The train was moving again, slowly at first but definitely coming their way, and the barrel of that big-assed gun was swinging towards them, toward the lumber truck.
“Everybody scatter!” she bellowed, waving her arms demonstratively. “Tommy Lee! Get your asses off that truck!”
Damn it, this was all going to shit and people were going to die…
But the gun didn’t fire. Tommy Lee and his family clambered down off the flatbed and the other two pickups drove away from the semi and, hopefully, out of range, and the gun didn’t fire.
“Hey lady!” The voice was amplified by some kind of speaker system on the outside of the locomotive, but she recognized it as the clean-cut, mildly-handsome fella who’d talked to her earlier. “If you move the truck off the tracks, you can still have the box of T-rations.” A pause. “But I think we’re keeping the grass.”
Ma hissed out a sigh and kicked an ancient aluminum soda can across the ground.
“Shit.”
“Okay, bring it down, Roach,” Nate said into the radio handset. “We’re far enough away.”
The Hellfire crouched back down into the interior of the freight car, locking into place and then powering down with a hum of servomotors. Behind the mech, Hector Ramirez and James Fuller were hand-cranking the plastic sheeting back down into the car, the wind starting to billow against the sheets like the sails of a schooner. The projection had done its job, disguising the Hellfire as an old Russian anti-aircraft cannon.

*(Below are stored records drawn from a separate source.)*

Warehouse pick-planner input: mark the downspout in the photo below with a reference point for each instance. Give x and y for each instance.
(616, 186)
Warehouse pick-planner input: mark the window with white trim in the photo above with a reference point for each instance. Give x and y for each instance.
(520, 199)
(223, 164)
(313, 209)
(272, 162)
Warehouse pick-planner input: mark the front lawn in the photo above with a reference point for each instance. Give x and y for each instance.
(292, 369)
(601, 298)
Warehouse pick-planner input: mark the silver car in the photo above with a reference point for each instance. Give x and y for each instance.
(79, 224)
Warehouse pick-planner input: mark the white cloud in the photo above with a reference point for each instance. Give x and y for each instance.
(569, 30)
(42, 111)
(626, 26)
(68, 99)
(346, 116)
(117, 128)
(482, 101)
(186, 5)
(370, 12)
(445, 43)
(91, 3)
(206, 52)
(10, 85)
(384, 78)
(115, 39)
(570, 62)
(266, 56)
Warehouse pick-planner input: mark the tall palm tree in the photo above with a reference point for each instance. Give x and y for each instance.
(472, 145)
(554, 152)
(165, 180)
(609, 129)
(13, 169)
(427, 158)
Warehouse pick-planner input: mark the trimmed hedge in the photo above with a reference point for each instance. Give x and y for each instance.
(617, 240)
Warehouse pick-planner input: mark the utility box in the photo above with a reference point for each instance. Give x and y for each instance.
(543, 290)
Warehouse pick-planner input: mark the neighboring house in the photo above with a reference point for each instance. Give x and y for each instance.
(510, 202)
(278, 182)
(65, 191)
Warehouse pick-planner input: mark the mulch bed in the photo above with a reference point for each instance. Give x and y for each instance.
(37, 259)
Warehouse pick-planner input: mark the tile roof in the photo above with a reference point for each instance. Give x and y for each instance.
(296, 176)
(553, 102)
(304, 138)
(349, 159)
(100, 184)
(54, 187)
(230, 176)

“Anyone who was paying attention,” Jenny remarked, leaning back against the side of the freight car, “and knew anything about Russian equipment would have noticed the difference between a ZU-23 anti-aircraft gun and the sound and effects of a 20mm Vulcan cannon.”

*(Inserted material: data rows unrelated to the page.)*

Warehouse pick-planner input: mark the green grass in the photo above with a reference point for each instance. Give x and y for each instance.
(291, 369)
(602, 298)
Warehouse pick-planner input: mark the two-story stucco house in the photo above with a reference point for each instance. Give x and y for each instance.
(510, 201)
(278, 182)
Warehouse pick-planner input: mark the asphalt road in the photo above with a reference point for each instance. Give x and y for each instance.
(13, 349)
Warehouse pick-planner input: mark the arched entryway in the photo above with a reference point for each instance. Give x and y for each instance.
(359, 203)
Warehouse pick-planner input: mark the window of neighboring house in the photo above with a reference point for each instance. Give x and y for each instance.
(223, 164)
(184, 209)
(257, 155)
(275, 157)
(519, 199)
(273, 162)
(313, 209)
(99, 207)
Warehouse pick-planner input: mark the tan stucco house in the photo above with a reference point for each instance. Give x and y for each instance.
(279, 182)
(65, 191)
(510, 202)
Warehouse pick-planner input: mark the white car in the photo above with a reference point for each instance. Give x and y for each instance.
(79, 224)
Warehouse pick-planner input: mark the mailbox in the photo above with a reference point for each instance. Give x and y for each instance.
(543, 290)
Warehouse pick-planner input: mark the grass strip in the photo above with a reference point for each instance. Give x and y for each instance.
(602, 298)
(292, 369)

“You think those Kentucky hillbillies know anything about Russian military weapons?” Svetlana asked her, laughing sharply in derision.
“Hey boss,” Ramirez said, a curious tone to his voice. “We had them dead to rights. Why didn’t you just have Roach blow the shit out of them?”

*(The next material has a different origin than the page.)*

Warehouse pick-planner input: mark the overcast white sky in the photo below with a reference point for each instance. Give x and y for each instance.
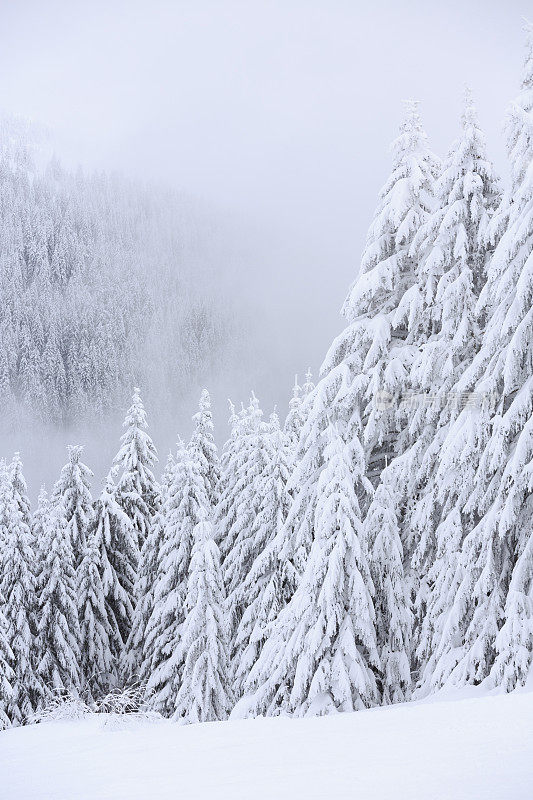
(281, 113)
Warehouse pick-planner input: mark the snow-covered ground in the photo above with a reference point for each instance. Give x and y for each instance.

“Because we didn’t need to, Hector,” Nate said, shaking his head. “We kill enough people in this business when we don’t have any other choice.” His voice was bleak. “I have enough dead men and women on my conscience. And I expect I’ll have more before this is all over. When we can get away without killing anyone, I call it a win.”
Chapter Eighteen
Anton Varlamov didn’t know whether it was the lack of sleep, or the days spent in the cockpit, or perhaps the elevation making him feel light-headed. Or perhaps it was the spectacular view.
Pikes Peak was over four thousand meters high and the battalion of Tagans was summitting the mountain on the old road, staying off the main arteries and away from any potential military checkpoints and far from the areas where surveillance drones would be patrolling. The road was a ribbon above the clouds, the landscape beneath so far below them it might as well have been on another planet. It was late evening and yet still light up here, light enough he didn’t feel the panic of disconnection from the earth below he might have in the dark. The elevation was enough to make him acrophobic, though he wasn’t prone to it.
It made no sense from any logical point of view. He was in a vehicle with flight capability, and any fall, any slip off the edge would be a minor inconvenience, more of an embarrassment than a danger. Yet some things didn’t work by logic and he was grateful for the dregs of the sun and the illusion of stability it gave him. He wouldn’t have it much longer. The sun would be down in minutes.
But it’s all downhill from here.
No more flying now, anyway, except for the theoretical fall off the cliff, and Sverdlov would probably rather he let himself die in the tumble than give their position away. The thermal signature would stand out too bright on the mountainside, or so they’d been told, so it was one foot in front of the other for kilometer after kilometer. Anton began to lose track of time and distance, unwilling to take his eyes off the road, off the mechs in front of him, unwilling to even glance sideways at the wreath of stars rising over the Rockies.
He had, he knew, what long-haul truckers in the United States used to call white-line fever, a sort of self-hypnosis brought on from staring at the endless strip of road while driving at night. He’d read about it in a book of historical fiction when he’d been an enlisted man, many years ago, but knowing the term and the condition didn’t break the spell. A misstep did that, when the fugue made him sloppy and the bottom of one of his Tagan’s footpads scraped against the pavement with a painful, ear-splitting squeal.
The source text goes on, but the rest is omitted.